The final regulations maintain the presumption of internal use, when both IUS and non-IUS
software are being developed as part of an integrated system. Referred to as “dual function”
software in the regulations, taxpayers will have the burden of proof to overcome the
presumption of internal use for the non-IUS portion of the integrated functions of the software.
However, to the extent that the taxpayer can identify a subset of the dual function computer
software which is only non-IUS, then for that subset of the software development the
presumption of internal use does not apply. After identifying non-IUS subsets of the software
system, there may still exist dual function software. The IRS had provided a safe harbor
approach to dealing with this dual function software. In the final regulations, the proposed
regulations safe harbor rules were retained and favorably revised to be more industry specific.
The safe harbor rules for dual function software allow the taxpayer to include 25 percent of the
qualified research expenditures of the remaining dual function subset in computing the amount
of the taxpayer’s credit. However, the taxpayer must be able to substantiate that the use of the
dual function subset by third parties or by the taxpayer to interact with third parties is reasonably
anticipated to constitute at least 10 percent of the dual function subset’s use and that the
taxpayer’s research activities related to the dual function subset constitute qualified research.
The final regulations contain a taxpayer favorable change in this section, providing that any
objective, reasonable method within the taxpayer’s industry may be used for purposes of the
safe harbor.
Effective date
The IRS provides taxpayers with two options for applying the new regulations. First, taxpayers
may utilize them solely on a prospective basis, starting with the tax year beginning on or after
Oct. 4, 2016. Or second, for any taxable year that both ends on or after Jan. 20, 2015, and
begins before Oct. 4, 2016, the IRS will not challenge return positions consistent with all the
provisions of the final regulations.
Armed with these regulations and a permanent credit, taxpayers conducting software
development are in a much better position to plan for and document research credit claims.
These final regulations continue a recent line of “pro-taxpayer” legislation, regulation and court
rulings relating to the research credit, which will allow for the expanded utilization of this
incentive and reduce the controversy that has historically plagued taxpayers who have claimed
it.
CONCLUSION
“Be courageous! Whatever setbacks America has encountered, it has always emerged
as a stronger and more prosperous nation. … Be brave as your fathers before you. Have
faith and go forward!” — Thomas A. Edison
The culmination of the many favorable changes to the research credit at both the federal and
state level has created great opportunity for Virginia businesses this filing season and beyond.
The many businesses who have long taken advantage of the Virginia credit will see greater
opportunities available this year. For large businesses currently investing significant dollars into
R&D, changes to the credit allow more of their investment costs to be offset.
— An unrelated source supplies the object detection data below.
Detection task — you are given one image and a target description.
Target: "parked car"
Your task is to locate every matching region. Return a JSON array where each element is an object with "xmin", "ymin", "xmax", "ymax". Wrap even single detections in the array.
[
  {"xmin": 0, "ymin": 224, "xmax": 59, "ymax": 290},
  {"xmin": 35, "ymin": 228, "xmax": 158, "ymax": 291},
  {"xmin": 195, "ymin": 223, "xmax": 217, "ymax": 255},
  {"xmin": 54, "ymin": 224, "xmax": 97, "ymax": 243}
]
While smaller
Virginia businesses will also have expanded opportunities to enhance their credit claims due to
the increased credit claim amount available this year. Further, smaller businesses limited by
AMT, can now utilize the federal credit to alleviate this burden.
And for the very first time, many Virginia businesses will find themselves able to take advantage
of the credit due to changes at the federal level. Many of Virginia’s growing startups that were
heavily investing in R&D but absent of income, hence paying no tax, will finally be able benefit
from the credit by offsetting payroll taxes.
One thing is certain, regardless of industry size or sector, Virginia businesses conducting R&D
have never had a better time than now to look toward the research credit for tax savings
opportunities.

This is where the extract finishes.